Henry Dyer was born on 16 August 1848, in the village of Muirmadkin (now absorbed into the town of Bellshill) in the Parish of Bothwell in what is now known as North Lanarkshire.
Around 1865, the Dyer family moved to Glasgow where Henry was employed at James Aitken and Company's foundry in Cranstonhill. There he served his apprenticeship as a student engineer under Thomas Kennedy and A C Kirk. At the same time, he attended classes at Anderson's College (later to become the University of Strathclyde) together with Yamao Yōzō.

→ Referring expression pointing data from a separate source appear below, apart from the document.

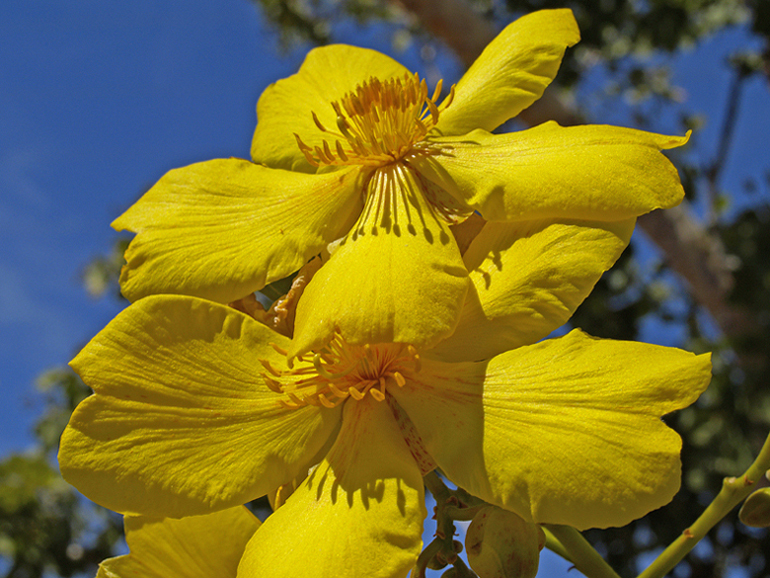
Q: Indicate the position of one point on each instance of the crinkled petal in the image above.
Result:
(528, 279)
(397, 278)
(360, 513)
(589, 172)
(287, 107)
(511, 73)
(182, 422)
(225, 228)
(193, 547)
(567, 431)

Dyer studied at Glasgow University from 1868. He was the first Scot to win the Whitworth scholarship awarded in 1868, which was for the further instruction of young men gifted in the practice and theory of mechanics. Henry Dyer graduated from Glasgow University in 1873 with a "certificate in proficiency in engineering", the forerunner of the BSc in Engineering, from the Engineering department.
Dyer was recommended to Itō Hirobumi during the Iwakura Mission's visit to the United Kingdom for the post of Principal and Professor of Engineering at the new Imperial College of Engineering (ICE or Kobu Daigakko) in Tokyo by his professor, William John Macquorn Rankine and appointed in 1872 when just 25 years old.
The Government of Japan at the time was actively seeking to transfer skills and knowledge from the United Kingdom and other countries in order to catch up with them. The courses Dyer implemented at the ICE required the student to spend two years on general and science subjects, two on technical subjects in the student’s chosen field, and two more on purely practical work.